The article says it casts doubt on the Out of Africa hypothesis and revives the old idea that modern humans might have evolved in several regions simultaneously -- but that doesn't make any sense to me.
The latest findings from a number of places suggest that archaic Homo sapiens arose sometime between a million and 500,000 years ago and displaced Homo erectus. These archaic humans are the people who made the really pretty teardrop-shaped handaxes, and they were socially and culturally advanced in a number of other ways. It's likely that they had the start of language, where Homo erectus did not. (On this last point, see
http://english.ivpp.cas.cn/rh/rp/201106/t20110625_71756.html.)
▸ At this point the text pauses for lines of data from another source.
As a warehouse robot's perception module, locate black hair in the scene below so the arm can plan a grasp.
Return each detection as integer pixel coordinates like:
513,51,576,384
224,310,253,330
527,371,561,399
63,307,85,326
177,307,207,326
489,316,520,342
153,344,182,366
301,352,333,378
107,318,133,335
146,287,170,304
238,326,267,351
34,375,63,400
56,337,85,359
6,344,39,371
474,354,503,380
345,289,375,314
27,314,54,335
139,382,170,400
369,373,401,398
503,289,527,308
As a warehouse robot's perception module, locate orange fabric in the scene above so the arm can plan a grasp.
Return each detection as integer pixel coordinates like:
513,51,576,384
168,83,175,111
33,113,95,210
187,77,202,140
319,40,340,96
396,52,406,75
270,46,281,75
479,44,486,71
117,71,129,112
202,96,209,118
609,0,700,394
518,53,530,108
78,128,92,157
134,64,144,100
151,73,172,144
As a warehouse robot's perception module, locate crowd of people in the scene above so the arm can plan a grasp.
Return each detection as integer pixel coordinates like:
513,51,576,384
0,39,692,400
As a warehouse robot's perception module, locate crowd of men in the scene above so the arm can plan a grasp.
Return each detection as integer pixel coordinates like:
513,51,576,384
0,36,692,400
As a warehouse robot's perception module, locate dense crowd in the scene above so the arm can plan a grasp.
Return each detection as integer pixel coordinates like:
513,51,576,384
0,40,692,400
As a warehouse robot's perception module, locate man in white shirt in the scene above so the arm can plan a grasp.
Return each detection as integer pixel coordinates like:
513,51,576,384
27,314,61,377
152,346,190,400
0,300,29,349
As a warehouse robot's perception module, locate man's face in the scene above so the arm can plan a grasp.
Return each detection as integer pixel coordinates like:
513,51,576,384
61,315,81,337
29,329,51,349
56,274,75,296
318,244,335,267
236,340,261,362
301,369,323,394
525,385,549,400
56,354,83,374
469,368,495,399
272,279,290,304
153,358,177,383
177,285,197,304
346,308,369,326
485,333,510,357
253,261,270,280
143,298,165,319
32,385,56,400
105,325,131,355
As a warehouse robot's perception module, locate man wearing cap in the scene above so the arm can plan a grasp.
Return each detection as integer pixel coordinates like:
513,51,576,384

In Europe, these archaic humans evolved into the Neanderthals, in Asia into the recently-discovered Denisovans, and in Africa into our own ancestors. Then when our ancestors left Africa around 100,000 years ago, they interbred with both Neanderthals and Denisovans, picking up a relatively small number of genes, many of them having to do with disease resistance.
So these new studies don't really change the picture that was already emerging. They mainly reinforce the emerging three-stage model of human evolution, with a well-defined archaic phase lasting for over 500,000 years. And they also make it clear that when our ancestors got to eastern Asia, they encountered the archaic Denisovans and not the long-gone erectus.